A newly discovered Java vulnerability allows an attacker to bypass the Java sandbox allowing remote code execution of unsigned content. An attacker exploiting this vulnerability would be able to exploit Java 5, 6, and the latest version Java 7.
Due to the nature of Java as a cross platform language all Java users, whether on Linux, OSX, or Windows, are vulnerable. It’s because of this ability to ‘write once, exploit everywhere’ feature that Java is such a tempting target. With over 1 billion devices running Java it’s plain to see why an attacker would look for exploits there.
The exploit is also confirmed to work on all browsers on Windows 7 32bit, though it should work on all browsers on all Java capable platforms.
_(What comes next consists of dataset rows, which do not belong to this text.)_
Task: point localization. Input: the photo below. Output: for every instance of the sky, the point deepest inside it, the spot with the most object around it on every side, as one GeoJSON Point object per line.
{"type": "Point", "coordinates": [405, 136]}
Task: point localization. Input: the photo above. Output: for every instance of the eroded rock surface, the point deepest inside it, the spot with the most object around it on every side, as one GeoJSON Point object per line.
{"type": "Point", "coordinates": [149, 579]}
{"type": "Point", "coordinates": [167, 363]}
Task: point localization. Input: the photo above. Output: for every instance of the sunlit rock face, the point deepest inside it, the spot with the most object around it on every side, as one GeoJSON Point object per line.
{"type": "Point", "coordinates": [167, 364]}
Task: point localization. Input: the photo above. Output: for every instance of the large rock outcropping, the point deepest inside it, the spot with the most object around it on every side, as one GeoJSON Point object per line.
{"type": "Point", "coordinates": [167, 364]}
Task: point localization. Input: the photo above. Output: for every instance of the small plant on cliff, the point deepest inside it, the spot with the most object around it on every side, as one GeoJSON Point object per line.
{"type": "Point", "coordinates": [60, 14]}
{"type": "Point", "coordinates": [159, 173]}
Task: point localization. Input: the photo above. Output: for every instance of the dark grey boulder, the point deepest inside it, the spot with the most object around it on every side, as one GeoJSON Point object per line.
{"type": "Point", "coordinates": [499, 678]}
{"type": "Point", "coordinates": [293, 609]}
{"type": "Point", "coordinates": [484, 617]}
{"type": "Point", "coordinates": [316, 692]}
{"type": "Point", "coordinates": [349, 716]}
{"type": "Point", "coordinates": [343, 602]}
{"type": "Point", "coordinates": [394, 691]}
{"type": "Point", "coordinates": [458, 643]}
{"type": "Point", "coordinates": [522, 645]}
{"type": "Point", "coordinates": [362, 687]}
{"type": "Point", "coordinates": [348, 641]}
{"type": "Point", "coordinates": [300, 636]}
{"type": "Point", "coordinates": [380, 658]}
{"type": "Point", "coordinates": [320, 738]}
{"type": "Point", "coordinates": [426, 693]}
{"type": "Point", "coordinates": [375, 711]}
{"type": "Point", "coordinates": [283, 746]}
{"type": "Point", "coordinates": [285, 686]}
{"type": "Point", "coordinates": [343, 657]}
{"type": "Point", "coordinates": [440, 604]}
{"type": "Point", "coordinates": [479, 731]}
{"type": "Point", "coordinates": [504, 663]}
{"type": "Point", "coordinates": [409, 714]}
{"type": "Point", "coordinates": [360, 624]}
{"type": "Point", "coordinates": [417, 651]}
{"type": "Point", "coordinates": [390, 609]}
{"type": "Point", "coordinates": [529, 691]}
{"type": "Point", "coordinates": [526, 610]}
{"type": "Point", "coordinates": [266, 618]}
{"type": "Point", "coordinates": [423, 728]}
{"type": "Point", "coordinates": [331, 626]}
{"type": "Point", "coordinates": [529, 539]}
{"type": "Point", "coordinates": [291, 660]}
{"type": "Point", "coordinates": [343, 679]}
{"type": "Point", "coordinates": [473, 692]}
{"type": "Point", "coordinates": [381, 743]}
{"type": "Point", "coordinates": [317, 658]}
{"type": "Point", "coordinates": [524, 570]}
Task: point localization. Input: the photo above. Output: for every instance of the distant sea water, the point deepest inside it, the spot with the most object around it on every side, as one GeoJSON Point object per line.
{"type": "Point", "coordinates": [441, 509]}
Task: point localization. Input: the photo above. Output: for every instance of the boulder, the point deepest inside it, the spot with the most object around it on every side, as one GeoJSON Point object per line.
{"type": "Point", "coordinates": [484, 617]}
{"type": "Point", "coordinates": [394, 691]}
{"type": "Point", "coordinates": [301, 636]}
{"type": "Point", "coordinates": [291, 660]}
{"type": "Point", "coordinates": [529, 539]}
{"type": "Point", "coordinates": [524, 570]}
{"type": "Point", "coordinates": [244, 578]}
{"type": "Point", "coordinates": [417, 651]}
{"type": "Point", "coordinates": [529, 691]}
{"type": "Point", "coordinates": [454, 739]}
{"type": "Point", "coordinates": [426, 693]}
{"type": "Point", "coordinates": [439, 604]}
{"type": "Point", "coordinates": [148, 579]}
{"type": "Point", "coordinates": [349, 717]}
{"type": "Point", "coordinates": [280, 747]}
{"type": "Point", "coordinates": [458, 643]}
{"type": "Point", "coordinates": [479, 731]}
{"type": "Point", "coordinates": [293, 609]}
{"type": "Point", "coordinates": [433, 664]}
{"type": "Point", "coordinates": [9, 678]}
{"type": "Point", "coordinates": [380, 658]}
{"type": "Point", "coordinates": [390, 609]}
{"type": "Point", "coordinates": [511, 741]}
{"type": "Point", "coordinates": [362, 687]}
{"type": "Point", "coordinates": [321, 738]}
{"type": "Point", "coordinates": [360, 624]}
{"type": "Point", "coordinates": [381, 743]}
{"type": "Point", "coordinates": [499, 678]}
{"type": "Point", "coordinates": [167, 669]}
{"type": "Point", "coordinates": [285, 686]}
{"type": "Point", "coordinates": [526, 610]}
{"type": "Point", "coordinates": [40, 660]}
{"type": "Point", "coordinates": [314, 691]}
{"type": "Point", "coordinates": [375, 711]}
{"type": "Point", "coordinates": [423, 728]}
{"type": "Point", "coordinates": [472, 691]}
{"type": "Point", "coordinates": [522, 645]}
On top of the tempting nature of Java there’s Oracle’s poor history with Java security. Patches tend to be late and long after an attack while the Java Runtime Environment has no particular security oriented aspects (despite it seeming like it could if they only tried).
It wasn’t long ago that another vulnerability in the JRE had been found. That one had been for Java 7 only and everyone was surprised that Oracle was able to patch it after about 4 days. Or at least they were surprised until they found out Oracle had been notified of the vulnerabilities months ago.
The short story is that Java is always going to be a target. On Windows you can rely on third party software to secure it and on Linux you can Apparmor it.